Lyft a poursuivi San Francisco, l’accusant d’avoir surfacturé 100 millions de dollars d’impôts.

Lyft a poursuivi San Francisco, l'accusant d'avoir surfacturé 100 millions de dollars d'impôts.

Lyft a accusé la ville de San Francisco dans le cadre d’un procès de lui avoir facturé 100 millions de dollars d’impôts sur cinq ans, arguant que la ville avait utilisé un calcul qui ne reflétait pas le modèle économique de l’entreprise de covoiturage.

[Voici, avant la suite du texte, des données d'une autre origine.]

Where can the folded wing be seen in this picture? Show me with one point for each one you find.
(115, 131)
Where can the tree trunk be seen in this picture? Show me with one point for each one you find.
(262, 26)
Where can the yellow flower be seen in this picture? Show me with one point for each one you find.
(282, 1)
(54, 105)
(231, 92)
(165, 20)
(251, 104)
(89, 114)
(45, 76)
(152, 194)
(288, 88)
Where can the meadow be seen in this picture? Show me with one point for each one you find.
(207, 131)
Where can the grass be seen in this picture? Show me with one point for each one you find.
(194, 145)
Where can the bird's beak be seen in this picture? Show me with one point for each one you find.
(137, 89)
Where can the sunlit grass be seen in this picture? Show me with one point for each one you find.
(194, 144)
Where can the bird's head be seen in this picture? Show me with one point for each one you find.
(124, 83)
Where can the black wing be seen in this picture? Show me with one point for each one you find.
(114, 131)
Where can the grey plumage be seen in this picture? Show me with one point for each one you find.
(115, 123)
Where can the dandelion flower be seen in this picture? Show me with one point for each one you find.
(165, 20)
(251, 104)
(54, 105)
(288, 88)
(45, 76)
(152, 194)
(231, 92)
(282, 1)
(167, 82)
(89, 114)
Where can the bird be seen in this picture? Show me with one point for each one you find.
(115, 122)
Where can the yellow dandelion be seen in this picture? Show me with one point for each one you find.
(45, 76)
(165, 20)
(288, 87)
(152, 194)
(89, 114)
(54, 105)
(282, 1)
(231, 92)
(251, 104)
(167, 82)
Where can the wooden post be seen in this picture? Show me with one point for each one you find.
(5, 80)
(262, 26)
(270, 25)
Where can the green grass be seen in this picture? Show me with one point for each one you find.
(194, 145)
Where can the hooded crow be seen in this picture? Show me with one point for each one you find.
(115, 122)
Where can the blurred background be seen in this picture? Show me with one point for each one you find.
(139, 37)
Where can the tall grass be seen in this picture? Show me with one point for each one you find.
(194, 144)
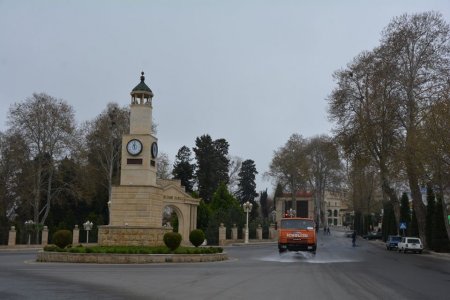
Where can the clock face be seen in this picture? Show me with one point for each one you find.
(154, 150)
(134, 147)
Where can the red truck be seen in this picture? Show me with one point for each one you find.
(297, 234)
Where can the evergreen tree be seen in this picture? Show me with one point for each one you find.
(414, 228)
(405, 212)
(247, 186)
(440, 239)
(183, 169)
(224, 209)
(264, 205)
(430, 217)
(212, 165)
(389, 225)
(278, 194)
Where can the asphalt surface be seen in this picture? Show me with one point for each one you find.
(337, 271)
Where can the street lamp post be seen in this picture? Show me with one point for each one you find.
(87, 226)
(29, 227)
(247, 208)
(292, 213)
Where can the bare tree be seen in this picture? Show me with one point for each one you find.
(364, 108)
(47, 127)
(324, 170)
(289, 165)
(233, 172)
(163, 170)
(418, 46)
(104, 142)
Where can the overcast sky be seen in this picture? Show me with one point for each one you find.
(251, 72)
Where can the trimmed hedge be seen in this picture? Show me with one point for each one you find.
(134, 250)
(172, 240)
(196, 237)
(62, 238)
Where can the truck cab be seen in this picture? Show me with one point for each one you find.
(297, 234)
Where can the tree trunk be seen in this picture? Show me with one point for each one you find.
(49, 196)
(37, 195)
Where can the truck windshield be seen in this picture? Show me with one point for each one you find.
(297, 224)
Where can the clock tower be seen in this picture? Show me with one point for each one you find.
(140, 147)
(137, 205)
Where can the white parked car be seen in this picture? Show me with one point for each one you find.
(412, 244)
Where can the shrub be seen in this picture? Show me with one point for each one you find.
(172, 240)
(62, 238)
(51, 248)
(196, 237)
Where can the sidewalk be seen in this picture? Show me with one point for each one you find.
(20, 247)
(429, 252)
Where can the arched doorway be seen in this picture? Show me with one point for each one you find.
(173, 218)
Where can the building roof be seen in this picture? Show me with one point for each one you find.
(142, 87)
(303, 194)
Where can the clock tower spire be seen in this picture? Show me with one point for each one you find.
(139, 148)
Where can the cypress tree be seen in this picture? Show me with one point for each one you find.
(212, 165)
(183, 169)
(405, 212)
(430, 217)
(440, 241)
(389, 225)
(414, 228)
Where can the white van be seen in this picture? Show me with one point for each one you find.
(413, 244)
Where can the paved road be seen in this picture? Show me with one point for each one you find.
(337, 271)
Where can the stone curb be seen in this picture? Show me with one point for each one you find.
(107, 258)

Le procès, déposé devant la Cour supérieure de Californie à San Francisco, indique que la ville a calculé les taxes de Lyft de 2019 à 2023 sur la base du montant total payé par les passagers pour les trajets. Mais Lyft affirme gagner de l’argent grâce à ce que les conducteurs paient à Lyft, et non à ce que les passagers paient aux conducteurs. Les conducteurs gagnent au moins 70 % de ce que paie le passager, selon le site Web de Lyft.

Lyft considère les chauffeurs comme des clients qui utilisent son service et non comme des employés, a déclaré l’entreprise dans la plainte déposée devant le tribunal de l’État. La formule de la ville est « distorsive et surestimera considérablement les recettes brutes de Lyft attribuables aux activités commerciales de Lyft dans la ville », indique le dossier.

Le dossier indique que la Securities and Exchange Commission des États-Unis ne considère pas les frais de chauffeur comme faisant partie des revenus de Lyft. Les frais de conduite ne sont pas non plus reconnus comme revenus aux fins de l’impôt sur le revenu au niveau de l’État ou au niveau fédéral. Lyft demande le remboursement du montant payé en trop.

Lyft et les représentants du procureur de la ville de San Francisco n’ont pas immédiatement répondu aux demandes de commentaires.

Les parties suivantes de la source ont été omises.